Country 105

Country 105

Agriculture Report

Green Incentives for Farmers


Funding available as several farmers attend meetings.


The Grey Agricultural Service Centre is hosting three different courses for farmers over the next few weeks.

The first one is tonight -- about a social and media networking course.

Farmers can learn how to use facebook and twitters sites to grow their profits.

For more information -- call 986-3756.

The Ontario Cattlemen's Association begins its two day annual meeting today in Toronto.

The Ontario Fruit and Vegetable Convention is also being held today and tomorrow at Brock University in St. Catherine's.


There are incentives for Canadian farmers who go green.

The federal government is offering financing to agriculture producers and agribusiness operators who want to use renewable energy sources.
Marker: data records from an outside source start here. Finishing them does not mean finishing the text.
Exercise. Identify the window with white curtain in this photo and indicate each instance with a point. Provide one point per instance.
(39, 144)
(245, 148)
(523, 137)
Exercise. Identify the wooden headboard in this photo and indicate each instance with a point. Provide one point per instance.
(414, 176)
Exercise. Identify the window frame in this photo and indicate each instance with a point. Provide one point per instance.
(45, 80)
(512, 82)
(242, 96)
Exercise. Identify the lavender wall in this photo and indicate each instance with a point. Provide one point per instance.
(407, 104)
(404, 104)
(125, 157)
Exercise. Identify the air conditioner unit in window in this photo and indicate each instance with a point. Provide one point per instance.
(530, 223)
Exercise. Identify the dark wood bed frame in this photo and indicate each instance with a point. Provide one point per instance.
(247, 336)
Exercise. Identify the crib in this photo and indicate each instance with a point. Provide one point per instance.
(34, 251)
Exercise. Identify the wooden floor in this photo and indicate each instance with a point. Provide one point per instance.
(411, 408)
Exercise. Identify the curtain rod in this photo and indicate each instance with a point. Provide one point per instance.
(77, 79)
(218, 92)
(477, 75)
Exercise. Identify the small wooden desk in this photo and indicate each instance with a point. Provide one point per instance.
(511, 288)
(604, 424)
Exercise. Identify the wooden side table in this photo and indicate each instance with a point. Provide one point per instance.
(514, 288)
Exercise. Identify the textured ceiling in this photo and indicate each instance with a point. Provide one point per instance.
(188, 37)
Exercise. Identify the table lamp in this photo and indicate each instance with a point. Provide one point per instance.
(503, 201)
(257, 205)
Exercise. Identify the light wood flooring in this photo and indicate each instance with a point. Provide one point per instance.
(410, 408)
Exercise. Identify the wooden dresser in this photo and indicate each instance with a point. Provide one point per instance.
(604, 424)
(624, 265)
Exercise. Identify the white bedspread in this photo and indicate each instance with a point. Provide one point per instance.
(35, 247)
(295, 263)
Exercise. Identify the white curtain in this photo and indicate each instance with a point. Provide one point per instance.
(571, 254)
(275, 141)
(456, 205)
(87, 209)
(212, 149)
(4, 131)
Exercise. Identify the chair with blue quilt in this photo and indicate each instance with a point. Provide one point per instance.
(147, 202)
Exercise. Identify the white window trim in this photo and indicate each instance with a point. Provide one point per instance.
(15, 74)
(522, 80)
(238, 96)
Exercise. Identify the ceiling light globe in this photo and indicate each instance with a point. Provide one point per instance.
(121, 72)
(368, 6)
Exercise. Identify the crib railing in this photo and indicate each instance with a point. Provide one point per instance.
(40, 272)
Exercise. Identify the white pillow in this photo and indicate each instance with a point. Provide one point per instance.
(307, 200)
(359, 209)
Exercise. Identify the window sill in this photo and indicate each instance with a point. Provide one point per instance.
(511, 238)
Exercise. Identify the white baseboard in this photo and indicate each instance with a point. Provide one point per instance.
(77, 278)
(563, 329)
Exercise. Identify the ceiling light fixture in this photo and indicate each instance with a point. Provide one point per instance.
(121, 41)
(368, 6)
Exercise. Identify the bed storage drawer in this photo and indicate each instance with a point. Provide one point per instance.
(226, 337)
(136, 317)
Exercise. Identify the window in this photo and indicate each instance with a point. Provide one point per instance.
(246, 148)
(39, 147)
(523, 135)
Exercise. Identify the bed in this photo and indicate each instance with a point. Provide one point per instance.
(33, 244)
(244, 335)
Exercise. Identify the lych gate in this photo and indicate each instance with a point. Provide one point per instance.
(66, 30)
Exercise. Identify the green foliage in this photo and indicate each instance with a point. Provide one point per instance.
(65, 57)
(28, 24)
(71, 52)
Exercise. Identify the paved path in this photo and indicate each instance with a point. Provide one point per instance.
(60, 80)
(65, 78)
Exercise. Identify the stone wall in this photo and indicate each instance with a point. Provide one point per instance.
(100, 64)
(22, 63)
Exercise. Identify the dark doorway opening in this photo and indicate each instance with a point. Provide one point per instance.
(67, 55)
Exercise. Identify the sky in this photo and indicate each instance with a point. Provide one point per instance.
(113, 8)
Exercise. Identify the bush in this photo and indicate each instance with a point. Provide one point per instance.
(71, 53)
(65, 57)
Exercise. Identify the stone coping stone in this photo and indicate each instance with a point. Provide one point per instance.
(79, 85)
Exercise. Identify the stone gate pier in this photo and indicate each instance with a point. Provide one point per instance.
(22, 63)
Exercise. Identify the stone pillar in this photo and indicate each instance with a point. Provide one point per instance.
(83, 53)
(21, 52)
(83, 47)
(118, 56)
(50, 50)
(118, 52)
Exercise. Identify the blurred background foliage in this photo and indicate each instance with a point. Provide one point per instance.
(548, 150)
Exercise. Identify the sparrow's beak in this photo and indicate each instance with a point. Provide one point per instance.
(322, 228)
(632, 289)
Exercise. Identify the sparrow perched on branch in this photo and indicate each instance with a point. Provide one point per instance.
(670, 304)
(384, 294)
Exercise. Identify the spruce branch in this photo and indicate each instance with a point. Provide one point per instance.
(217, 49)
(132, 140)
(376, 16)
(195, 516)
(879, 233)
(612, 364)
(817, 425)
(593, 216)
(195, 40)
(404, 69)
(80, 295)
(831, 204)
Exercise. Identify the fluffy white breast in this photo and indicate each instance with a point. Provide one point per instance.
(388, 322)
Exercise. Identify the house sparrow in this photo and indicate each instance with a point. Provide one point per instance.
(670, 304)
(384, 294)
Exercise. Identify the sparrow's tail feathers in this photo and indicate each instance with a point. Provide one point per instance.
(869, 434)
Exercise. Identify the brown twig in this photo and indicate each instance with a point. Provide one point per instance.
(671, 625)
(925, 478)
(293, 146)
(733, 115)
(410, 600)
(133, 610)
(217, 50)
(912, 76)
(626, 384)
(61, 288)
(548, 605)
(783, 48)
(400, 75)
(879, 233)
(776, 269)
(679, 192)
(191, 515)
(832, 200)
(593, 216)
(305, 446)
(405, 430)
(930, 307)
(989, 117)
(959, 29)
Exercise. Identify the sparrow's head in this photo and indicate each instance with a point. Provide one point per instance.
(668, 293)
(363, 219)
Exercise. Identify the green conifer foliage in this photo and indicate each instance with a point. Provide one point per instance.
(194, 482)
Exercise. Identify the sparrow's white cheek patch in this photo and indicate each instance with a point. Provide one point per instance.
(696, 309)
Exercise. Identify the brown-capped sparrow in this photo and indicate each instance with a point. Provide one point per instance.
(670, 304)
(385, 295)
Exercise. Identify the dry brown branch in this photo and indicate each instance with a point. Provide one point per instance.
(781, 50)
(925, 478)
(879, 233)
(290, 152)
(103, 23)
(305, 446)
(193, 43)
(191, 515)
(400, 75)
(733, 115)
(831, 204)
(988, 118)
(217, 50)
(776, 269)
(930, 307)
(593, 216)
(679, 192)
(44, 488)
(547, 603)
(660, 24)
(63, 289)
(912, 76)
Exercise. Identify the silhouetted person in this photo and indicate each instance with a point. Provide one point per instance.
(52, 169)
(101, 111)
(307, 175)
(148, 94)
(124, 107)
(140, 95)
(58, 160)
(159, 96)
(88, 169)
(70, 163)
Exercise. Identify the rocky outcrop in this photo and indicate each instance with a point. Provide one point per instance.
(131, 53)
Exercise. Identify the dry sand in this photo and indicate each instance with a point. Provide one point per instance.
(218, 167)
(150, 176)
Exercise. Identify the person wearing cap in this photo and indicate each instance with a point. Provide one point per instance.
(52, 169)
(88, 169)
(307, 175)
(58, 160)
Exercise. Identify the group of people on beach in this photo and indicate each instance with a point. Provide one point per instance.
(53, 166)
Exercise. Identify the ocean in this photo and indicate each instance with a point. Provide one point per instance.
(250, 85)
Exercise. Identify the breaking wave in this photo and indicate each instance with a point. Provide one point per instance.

Agriculture Minister Gerry Ritz says there are energy sources "all around Canadian farmyards'' and Ottawa wants to help farmers invest in the technologies needed to tap those opportunities.

Ritz says the Farm Credit Canada Energy Loan will be good for the environment and for farmers' bottom lines.


Hog numbers across Canada continue to drop.

Jurgen Preugshas of the Canadian Pork Council says massive attrition continues throughout the industry as producers realize they can't afford to continue.

He says the futures have improved since fall, but they're still not at break-even levels for most producers.

The council is anticipating annual production in Canada will drop from around 31 million to 25 and a half million in the next four years.

The Canadian Pork Council also reports Canadian consumption of American pork is on the rise.


Large global stocks of wheat have pushed down prices as much as five dollars a tonne in the Canadian Wheat Board's lasted price outlook.

The southern hemisphere harvest is mainly complete.

Argentina and Brazil had difficult harvest weather affecting grain quality -- which should support import demand.

The International Grains Council expects a one per cent decline in world wheat area in 2010.


Canadian grain movement this winter is described as reasonably good.

Canadian Wheat Board Chair Larry Hill says virtually all of the hard red spring wheat will be moved to market by the end of the crop year on July 31st.

But he says there will likely be more carry over of durum because of uncertain markets.

The price outlook is not rosy where ample world supplies are weighing on the market -- particularly durum.


The 20th annual GrainWorld Conference is underway this week in Winnipeg.

The event brings together farmers, academics and policy makers from the grain, oilseed and livestock industries.

Chair Bruce Burnett says changing food trends will be the focus of an address by futurist Richard Worzell.

Other speakers will discuss the global economic recovery.

The conference will include market outlooks for all the major grains and livestock categories.